At a campaign stop in Puerto Rico Rick Santorum said that while serving in the U.S. House of Representatives representing the state of Pennsylvania, his former colleagues in Congress jokingly referred to him as “Senador Puertorriqueno.†I find that hard to believe.
If Santorum knows and cares so much about the island of Puerto Rico and it’s citizens, how could he then turn around and insult them by saying that the people of the island need to learn English if they want their island to become a state? From HuffPo:
“This needs to be a bilingual country, not just a Spanish-speaking country. Right now, it is overwhelmingly just Spanish,” Santorum told reporters Thursday.
Those who attended Santorum’s events here – he’s spent two days in Puerto Rico, meeting with the governor and holding town hall meetings in addition to visiting an evangelical church – were overwhelmingly concerned about statehood and English. At a town hall Wednesday focused on veterans’ issues, Santorum was asked about statehood. And during a Thursday morning visit to a special needs school, one of the invited parents changed the subject away from caring for a special needs child to the island’s political future.

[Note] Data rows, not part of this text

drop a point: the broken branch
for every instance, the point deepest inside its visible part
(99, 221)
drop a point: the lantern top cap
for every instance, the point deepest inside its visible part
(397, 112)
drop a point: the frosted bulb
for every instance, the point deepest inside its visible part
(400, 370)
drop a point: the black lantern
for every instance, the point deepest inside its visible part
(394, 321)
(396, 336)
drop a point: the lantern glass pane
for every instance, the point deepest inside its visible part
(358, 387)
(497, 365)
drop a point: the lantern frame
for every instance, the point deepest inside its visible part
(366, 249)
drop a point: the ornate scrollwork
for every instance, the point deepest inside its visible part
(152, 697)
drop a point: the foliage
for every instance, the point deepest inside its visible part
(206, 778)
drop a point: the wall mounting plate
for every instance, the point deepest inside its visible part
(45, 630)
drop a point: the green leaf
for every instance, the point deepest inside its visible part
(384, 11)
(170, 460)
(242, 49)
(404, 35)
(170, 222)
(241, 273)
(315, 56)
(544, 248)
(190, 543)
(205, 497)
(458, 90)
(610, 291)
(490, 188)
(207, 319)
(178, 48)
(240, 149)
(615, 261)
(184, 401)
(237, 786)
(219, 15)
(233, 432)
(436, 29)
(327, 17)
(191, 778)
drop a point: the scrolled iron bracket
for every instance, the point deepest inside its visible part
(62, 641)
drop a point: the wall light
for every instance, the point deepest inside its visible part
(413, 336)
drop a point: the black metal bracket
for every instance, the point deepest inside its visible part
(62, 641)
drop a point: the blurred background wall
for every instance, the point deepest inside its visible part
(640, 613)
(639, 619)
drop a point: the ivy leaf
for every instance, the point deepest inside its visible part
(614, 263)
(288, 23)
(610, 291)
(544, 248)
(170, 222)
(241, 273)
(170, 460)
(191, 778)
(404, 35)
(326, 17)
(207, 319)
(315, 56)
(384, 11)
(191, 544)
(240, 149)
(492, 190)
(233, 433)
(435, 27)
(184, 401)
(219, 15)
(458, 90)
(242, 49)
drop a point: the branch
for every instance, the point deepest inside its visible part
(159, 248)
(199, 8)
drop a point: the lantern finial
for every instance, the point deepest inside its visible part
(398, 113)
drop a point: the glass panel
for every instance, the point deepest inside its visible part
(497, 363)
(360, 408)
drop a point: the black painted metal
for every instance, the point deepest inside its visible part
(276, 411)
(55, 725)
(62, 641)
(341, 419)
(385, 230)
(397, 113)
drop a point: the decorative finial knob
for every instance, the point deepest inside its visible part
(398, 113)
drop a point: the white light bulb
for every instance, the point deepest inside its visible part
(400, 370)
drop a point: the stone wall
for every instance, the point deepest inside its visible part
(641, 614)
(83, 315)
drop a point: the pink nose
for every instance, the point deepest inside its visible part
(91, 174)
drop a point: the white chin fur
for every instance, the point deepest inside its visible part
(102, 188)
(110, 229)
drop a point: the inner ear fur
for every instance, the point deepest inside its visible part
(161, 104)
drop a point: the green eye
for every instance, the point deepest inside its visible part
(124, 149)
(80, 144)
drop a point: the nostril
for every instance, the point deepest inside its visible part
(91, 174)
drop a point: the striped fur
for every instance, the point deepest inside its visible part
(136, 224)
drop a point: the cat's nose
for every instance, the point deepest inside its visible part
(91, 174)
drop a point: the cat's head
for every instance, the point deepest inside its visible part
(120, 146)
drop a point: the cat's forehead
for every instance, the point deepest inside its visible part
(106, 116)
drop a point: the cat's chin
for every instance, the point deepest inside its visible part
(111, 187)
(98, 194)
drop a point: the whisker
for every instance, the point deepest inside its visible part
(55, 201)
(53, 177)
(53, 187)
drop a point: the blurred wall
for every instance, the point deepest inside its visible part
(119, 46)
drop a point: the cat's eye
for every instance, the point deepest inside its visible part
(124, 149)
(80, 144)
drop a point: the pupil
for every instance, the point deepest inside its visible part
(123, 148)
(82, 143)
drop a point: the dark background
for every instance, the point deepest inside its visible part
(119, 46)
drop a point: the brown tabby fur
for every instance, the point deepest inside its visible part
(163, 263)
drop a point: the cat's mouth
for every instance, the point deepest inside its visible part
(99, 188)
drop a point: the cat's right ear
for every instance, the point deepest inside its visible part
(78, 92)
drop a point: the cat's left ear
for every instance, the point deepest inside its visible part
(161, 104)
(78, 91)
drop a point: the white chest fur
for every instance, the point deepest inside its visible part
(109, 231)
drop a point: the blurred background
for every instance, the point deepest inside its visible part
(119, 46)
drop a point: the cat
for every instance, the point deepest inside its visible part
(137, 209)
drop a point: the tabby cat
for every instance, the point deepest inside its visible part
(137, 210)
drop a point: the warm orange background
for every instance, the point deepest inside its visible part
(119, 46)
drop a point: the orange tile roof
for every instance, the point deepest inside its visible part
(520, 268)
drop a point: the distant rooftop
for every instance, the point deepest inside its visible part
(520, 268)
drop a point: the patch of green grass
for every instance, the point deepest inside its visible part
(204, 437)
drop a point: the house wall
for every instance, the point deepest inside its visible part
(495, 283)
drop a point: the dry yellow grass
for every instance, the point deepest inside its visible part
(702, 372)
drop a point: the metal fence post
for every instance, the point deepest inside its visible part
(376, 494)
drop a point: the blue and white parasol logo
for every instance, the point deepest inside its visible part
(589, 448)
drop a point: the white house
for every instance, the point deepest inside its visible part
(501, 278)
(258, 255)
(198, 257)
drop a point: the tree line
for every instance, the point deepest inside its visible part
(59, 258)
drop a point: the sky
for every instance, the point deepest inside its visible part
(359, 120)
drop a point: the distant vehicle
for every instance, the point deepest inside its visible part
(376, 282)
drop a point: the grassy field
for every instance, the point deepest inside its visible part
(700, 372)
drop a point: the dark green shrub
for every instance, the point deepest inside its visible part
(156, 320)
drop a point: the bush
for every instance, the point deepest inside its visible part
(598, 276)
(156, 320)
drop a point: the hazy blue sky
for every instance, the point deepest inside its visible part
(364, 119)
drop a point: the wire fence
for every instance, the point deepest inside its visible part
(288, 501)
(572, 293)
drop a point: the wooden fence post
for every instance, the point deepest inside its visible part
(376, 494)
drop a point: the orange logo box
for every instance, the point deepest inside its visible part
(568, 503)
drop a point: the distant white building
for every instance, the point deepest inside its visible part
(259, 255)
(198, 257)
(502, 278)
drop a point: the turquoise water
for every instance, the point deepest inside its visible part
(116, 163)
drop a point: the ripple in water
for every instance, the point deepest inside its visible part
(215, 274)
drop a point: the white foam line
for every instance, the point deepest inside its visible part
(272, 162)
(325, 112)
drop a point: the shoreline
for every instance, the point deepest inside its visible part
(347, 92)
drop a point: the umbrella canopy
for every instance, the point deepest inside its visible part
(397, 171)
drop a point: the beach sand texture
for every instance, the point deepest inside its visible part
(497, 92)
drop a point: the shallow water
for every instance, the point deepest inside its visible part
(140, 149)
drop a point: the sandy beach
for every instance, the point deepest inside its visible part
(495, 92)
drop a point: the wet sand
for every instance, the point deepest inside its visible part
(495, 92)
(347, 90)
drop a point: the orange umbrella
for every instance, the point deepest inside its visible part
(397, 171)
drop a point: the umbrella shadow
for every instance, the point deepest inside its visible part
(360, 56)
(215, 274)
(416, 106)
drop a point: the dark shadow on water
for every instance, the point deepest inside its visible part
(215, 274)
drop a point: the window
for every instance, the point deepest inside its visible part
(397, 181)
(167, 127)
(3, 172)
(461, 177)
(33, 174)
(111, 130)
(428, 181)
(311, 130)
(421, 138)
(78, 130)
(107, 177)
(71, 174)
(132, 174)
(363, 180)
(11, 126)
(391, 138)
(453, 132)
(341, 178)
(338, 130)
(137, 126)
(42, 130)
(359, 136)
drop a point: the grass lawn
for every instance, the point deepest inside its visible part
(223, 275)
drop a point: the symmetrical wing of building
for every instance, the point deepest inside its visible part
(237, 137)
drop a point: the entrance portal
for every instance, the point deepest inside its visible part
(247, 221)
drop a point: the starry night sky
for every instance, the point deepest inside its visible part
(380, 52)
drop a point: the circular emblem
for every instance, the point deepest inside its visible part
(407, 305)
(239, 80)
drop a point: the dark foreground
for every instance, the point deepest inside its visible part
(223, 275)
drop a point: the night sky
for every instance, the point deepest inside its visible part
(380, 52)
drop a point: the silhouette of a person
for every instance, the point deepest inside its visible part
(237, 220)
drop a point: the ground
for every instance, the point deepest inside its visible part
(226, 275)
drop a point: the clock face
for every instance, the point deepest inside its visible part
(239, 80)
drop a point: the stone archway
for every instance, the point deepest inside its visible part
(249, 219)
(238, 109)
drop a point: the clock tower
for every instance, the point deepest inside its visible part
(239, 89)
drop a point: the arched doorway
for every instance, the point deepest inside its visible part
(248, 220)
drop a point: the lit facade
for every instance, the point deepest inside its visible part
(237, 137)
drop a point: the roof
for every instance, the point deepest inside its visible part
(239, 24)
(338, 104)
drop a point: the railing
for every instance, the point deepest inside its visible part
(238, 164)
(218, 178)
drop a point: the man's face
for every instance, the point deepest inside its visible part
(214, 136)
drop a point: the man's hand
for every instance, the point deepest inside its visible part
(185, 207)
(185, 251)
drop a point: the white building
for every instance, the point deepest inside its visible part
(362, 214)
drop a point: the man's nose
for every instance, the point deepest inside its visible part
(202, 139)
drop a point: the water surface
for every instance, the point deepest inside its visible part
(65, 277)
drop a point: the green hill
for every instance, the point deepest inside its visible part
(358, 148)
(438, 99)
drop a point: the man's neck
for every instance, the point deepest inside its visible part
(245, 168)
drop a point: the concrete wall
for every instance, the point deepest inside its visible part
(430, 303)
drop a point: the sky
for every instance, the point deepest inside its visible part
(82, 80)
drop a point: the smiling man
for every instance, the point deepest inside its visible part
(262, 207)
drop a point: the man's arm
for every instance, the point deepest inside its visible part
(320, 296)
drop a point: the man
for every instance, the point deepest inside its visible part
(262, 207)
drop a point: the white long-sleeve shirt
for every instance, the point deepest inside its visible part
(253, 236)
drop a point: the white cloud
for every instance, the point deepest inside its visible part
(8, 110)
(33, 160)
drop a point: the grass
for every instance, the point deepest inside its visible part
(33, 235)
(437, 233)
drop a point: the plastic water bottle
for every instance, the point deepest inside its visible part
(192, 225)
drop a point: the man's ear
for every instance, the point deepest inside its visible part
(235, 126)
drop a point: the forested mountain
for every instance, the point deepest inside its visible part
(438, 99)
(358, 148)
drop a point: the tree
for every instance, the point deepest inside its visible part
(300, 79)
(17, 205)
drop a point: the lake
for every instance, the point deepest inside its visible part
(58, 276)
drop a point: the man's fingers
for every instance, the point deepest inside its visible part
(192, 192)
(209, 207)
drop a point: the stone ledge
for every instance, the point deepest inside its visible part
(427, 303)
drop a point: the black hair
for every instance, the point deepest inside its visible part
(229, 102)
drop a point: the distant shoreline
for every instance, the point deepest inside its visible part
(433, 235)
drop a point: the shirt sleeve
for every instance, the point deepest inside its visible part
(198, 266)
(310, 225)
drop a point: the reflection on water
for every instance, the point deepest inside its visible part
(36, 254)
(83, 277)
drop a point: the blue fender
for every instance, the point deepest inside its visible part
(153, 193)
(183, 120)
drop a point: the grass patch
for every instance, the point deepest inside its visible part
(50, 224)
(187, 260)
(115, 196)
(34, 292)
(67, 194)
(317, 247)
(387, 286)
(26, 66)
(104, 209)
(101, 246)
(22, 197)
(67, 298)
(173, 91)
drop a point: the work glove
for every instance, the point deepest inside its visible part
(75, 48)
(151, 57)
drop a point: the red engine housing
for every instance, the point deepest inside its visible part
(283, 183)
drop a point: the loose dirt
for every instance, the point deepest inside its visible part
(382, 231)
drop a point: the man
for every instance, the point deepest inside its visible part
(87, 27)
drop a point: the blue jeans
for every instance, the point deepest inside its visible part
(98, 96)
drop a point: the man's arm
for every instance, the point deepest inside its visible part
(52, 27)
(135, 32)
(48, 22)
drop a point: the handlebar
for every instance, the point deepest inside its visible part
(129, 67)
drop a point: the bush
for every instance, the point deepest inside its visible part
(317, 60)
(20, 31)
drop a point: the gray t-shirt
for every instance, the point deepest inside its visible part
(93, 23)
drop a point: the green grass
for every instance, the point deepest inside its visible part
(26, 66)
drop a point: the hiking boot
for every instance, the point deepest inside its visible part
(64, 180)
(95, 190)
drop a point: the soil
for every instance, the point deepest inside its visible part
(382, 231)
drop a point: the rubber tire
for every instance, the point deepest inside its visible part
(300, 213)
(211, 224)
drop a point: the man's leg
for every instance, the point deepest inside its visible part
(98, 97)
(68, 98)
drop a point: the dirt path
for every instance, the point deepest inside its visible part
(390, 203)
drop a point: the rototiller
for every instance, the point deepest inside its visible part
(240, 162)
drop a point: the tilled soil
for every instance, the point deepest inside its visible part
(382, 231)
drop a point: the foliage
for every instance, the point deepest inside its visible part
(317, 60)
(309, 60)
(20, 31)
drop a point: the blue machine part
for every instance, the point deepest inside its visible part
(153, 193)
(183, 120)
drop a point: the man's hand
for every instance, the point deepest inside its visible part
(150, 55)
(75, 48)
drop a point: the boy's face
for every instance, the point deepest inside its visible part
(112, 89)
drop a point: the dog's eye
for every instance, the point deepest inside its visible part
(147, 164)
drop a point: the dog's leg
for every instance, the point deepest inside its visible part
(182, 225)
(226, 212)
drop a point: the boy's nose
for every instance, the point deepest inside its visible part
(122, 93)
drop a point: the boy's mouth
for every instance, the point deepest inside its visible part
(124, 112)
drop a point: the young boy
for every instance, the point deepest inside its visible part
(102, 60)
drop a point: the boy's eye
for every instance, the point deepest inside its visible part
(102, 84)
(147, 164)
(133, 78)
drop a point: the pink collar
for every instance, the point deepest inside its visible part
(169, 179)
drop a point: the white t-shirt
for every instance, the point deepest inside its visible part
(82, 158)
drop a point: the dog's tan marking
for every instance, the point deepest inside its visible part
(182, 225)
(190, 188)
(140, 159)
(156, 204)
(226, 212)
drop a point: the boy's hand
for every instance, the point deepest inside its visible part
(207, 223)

Puerto Rico considers English and Spanish as its official language, but Spanish is the dominant language. Many of the island’s citizens speak virtually no English.
The problem with the “Puerto Rican’s need to learn English if they want to be citizens” line of thinking is that this same line of thinking has never been used to discourage Europeans from emigrating to the United States. European emigrants were allowed into America by the millions in the 1800’s and early 1900’s in order to reduce the percentage of the population that was of black origin, which reached as high as 30-some percent.
The United States of America, unlike Puerto Rico, has never had an official language, although English has always been the dominant language.
In an attempt to appeal to the Tea Party crowd with rhetoric about the need for people to learn English if they want to be Americans, Santorum has probably made himself even less popular in a territory where the governor has already endorsed Mitt Romney.
Lo siento Rick, you messed up and I doubt Puerto Rican voters are going to have forgiven you before their primary.